Favorire un contesto positivo

Anche in seguito, però, la parte didattica va accompagnata dall’attenzione all’aspetto emotivo e da spiegazioni coerenti. Ma in questo compito gli insegnanti, che vanno appositamente formati, non devono essere soli. È compito dei genitori contribuire con i docenti e con la comunità al fine di costruire un ambiente circostante che non demonizzi o svilisca la sessualità e che sia di sostegno alla crescita del bambino.

Troppo spesso invece accade che, laddove l’educazione sessuale viene fornita, essa si concentri sui potenziali rischi della sessualità, come le gravidan­ze indesiderate e le infezioni sessualmente trasmesse, ovvero sugli aspetti negativi del sesso. E se invitare alla prudenza può forse avere senso per un adolescente con gli ormoni in subbuglio, spesso questa negatività finisce per suscitare paure nei bambini senza rispondere al loro bisogno di essere informati e di acquisire com­petenze.  

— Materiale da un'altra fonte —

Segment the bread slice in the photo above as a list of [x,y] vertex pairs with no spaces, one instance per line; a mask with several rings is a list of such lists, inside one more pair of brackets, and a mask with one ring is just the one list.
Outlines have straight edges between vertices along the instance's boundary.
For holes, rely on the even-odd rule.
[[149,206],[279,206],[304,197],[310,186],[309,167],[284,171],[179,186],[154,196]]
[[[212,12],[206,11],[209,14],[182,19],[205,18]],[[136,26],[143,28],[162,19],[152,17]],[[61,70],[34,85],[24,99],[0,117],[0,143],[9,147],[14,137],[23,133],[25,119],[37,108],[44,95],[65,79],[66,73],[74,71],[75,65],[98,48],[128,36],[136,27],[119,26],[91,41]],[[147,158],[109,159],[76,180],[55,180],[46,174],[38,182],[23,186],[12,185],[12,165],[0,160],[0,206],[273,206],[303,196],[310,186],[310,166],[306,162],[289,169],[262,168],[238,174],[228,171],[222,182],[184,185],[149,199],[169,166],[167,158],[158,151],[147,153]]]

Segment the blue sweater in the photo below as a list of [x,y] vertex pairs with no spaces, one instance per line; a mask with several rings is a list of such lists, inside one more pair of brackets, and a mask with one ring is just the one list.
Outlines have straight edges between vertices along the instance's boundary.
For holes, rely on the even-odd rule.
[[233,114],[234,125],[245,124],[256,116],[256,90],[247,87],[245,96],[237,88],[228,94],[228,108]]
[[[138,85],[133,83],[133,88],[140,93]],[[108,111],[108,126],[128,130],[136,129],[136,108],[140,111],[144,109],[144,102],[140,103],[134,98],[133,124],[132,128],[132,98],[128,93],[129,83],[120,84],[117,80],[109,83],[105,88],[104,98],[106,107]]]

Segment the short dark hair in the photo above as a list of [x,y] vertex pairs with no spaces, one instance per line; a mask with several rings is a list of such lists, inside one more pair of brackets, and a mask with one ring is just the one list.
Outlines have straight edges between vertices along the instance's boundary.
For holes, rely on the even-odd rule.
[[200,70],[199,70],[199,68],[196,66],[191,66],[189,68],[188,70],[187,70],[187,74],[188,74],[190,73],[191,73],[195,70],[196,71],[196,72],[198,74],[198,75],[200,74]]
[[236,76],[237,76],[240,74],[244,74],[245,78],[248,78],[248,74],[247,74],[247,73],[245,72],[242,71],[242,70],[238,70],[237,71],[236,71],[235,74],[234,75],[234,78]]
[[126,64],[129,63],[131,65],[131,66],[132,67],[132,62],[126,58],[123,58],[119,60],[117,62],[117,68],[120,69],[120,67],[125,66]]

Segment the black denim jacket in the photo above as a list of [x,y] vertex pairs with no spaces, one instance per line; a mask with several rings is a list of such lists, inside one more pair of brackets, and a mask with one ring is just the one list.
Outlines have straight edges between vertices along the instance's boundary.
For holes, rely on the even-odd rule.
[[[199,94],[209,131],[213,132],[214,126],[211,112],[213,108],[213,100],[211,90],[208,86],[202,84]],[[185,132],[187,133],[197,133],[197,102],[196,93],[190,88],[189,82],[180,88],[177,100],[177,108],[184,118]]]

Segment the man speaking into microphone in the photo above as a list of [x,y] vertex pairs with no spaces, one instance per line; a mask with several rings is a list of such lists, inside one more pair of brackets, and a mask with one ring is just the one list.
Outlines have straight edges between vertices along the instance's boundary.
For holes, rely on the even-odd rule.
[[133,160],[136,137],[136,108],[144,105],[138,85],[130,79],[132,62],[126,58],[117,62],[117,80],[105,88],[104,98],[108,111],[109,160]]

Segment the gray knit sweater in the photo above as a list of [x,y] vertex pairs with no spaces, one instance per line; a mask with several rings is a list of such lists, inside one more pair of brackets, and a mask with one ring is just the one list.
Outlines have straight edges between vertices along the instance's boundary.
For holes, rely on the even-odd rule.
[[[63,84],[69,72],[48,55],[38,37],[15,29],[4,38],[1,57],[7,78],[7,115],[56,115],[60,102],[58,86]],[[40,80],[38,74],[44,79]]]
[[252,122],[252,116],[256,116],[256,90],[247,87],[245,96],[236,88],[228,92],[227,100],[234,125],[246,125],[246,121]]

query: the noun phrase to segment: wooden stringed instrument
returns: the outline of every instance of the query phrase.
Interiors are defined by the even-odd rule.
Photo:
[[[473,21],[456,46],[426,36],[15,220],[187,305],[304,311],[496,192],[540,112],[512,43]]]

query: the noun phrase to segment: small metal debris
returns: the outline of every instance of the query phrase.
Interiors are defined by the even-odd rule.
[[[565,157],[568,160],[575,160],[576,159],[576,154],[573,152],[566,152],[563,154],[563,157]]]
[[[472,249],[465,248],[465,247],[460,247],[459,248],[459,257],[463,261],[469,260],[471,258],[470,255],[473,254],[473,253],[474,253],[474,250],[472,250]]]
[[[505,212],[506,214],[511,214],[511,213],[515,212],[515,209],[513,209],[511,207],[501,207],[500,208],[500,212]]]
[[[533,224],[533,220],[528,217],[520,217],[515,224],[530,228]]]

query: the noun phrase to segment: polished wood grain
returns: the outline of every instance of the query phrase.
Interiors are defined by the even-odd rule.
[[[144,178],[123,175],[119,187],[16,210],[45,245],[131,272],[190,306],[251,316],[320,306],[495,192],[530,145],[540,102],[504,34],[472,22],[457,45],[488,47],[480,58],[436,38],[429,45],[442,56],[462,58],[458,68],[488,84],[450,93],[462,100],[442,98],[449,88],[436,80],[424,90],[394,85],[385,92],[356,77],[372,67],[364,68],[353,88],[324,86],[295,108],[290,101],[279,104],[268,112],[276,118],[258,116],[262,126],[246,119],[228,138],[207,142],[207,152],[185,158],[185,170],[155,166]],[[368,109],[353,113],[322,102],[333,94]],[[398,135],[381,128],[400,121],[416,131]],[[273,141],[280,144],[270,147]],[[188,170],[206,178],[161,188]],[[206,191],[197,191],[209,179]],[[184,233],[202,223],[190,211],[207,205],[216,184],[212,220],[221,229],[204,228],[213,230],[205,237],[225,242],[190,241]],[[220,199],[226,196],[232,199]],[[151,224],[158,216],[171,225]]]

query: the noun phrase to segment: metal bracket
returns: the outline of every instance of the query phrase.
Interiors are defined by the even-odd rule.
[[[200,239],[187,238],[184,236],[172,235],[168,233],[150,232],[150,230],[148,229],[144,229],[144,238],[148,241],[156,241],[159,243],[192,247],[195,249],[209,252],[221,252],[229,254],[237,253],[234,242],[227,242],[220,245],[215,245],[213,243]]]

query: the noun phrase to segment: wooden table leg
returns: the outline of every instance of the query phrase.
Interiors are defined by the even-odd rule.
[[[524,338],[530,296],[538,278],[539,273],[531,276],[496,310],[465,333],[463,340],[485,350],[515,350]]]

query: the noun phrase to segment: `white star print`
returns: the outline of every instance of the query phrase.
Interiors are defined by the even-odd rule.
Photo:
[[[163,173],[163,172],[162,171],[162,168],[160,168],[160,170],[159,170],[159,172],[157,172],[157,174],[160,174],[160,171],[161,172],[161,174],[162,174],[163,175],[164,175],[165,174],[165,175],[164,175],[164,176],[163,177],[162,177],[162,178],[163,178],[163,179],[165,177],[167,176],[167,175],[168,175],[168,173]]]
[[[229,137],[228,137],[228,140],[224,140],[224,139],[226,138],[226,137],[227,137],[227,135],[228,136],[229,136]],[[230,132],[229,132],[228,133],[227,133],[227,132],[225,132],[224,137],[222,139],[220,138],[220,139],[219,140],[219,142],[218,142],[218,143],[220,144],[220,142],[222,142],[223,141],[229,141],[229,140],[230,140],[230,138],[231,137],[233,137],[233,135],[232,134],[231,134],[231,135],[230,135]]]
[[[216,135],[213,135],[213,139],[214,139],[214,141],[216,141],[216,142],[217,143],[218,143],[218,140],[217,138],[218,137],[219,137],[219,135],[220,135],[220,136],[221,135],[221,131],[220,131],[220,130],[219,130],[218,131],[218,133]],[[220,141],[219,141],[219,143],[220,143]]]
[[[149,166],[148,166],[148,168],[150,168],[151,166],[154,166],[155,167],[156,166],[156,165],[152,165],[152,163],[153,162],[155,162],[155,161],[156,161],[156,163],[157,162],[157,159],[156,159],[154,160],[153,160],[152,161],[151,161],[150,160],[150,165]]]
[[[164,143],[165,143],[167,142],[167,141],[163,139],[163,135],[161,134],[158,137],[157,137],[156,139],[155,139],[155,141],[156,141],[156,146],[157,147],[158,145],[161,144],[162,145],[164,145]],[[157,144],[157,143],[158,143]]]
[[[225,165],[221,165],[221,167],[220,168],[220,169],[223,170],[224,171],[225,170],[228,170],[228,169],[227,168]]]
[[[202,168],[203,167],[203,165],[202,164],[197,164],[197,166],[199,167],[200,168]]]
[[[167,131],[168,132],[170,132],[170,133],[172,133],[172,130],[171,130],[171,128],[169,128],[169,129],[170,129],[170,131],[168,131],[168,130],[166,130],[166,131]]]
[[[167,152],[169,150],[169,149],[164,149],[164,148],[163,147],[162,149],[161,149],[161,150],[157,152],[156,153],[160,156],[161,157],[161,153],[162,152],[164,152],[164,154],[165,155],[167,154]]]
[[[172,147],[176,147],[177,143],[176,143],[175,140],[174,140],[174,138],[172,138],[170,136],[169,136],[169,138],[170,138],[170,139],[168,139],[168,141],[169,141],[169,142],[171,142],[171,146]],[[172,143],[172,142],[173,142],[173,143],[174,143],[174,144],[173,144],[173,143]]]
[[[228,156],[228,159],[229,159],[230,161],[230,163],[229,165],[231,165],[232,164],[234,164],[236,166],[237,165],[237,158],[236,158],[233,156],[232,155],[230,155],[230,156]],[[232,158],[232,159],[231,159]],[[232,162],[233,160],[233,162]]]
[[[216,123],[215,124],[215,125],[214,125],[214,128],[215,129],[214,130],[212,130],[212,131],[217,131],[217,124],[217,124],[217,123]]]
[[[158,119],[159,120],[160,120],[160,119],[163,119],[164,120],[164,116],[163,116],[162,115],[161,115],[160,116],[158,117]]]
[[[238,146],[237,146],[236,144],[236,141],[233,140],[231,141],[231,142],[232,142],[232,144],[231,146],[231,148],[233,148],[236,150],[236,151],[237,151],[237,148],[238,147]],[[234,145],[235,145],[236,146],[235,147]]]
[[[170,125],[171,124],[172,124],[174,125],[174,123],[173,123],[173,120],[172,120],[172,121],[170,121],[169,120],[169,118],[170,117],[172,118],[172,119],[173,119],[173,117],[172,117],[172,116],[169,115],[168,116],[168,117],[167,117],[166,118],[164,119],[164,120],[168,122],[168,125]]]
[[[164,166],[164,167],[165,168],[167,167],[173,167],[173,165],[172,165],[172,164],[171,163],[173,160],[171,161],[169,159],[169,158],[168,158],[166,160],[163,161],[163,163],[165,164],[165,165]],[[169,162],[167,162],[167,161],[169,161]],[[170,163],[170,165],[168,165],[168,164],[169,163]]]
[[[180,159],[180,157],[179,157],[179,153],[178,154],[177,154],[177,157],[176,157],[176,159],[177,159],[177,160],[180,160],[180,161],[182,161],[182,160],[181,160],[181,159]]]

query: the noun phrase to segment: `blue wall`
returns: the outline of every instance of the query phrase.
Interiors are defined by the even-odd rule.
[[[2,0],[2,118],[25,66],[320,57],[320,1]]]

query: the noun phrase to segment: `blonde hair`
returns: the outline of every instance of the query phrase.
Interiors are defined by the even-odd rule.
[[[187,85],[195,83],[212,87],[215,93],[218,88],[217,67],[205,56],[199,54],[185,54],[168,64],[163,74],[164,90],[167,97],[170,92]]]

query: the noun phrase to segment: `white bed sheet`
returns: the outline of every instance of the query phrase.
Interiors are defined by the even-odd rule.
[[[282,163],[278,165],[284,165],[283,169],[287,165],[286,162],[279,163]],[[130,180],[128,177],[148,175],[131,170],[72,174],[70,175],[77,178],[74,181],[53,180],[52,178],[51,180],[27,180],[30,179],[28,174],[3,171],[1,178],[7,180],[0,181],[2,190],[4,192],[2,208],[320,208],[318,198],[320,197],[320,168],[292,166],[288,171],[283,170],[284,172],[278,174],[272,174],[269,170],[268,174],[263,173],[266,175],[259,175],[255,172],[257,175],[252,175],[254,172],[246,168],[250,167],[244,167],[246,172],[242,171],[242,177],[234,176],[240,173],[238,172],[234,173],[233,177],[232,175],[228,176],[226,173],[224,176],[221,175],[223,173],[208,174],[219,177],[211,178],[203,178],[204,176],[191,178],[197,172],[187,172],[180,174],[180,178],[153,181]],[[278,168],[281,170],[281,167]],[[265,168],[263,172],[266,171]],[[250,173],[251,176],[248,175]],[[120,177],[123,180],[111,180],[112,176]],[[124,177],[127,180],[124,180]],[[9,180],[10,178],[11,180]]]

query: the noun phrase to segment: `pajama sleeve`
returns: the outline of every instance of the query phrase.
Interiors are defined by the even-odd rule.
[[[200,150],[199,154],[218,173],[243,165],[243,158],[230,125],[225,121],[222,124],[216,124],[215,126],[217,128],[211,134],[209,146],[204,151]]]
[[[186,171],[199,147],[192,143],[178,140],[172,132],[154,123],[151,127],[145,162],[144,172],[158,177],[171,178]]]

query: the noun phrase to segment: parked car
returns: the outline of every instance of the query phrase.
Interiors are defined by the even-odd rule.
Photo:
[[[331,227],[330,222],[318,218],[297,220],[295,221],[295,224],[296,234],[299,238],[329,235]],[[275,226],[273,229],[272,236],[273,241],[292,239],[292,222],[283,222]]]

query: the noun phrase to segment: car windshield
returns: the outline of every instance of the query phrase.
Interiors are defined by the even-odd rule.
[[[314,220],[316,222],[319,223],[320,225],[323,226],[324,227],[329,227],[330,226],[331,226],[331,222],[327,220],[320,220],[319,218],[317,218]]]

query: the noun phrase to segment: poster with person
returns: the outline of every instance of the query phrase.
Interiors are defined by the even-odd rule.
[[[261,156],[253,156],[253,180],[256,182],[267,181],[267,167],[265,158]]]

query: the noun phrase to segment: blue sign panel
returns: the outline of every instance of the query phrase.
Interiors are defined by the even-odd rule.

«La scuola deve quindi trovare un modo di educare senza reprimere perché il suo obiettivo è quello di consentire a tutti i bambini e ragazzi di acquisire competenze relazionali e insieme di maturare un proprio punto di vista nei confronti della sessualità» riassume Puiatti. Non esiste dunque un modello di insegnamento valido per tutti: al contrario, serve un approccio tarato in base a età, genere, ceto sociale, orientamento sessuale, stadio di sviluppo e capacità del singolo allievo. Il fine ultimo è quello di mettere in grado bambini e ragazzi di fare scelte informate e consapevoli, ma soprattutto autonome. Perché, lontano da reticenze e vergogne, alla fine questo tipo di educazione non riguarda il corpo, bensì la libertà di pensare con la propria testa.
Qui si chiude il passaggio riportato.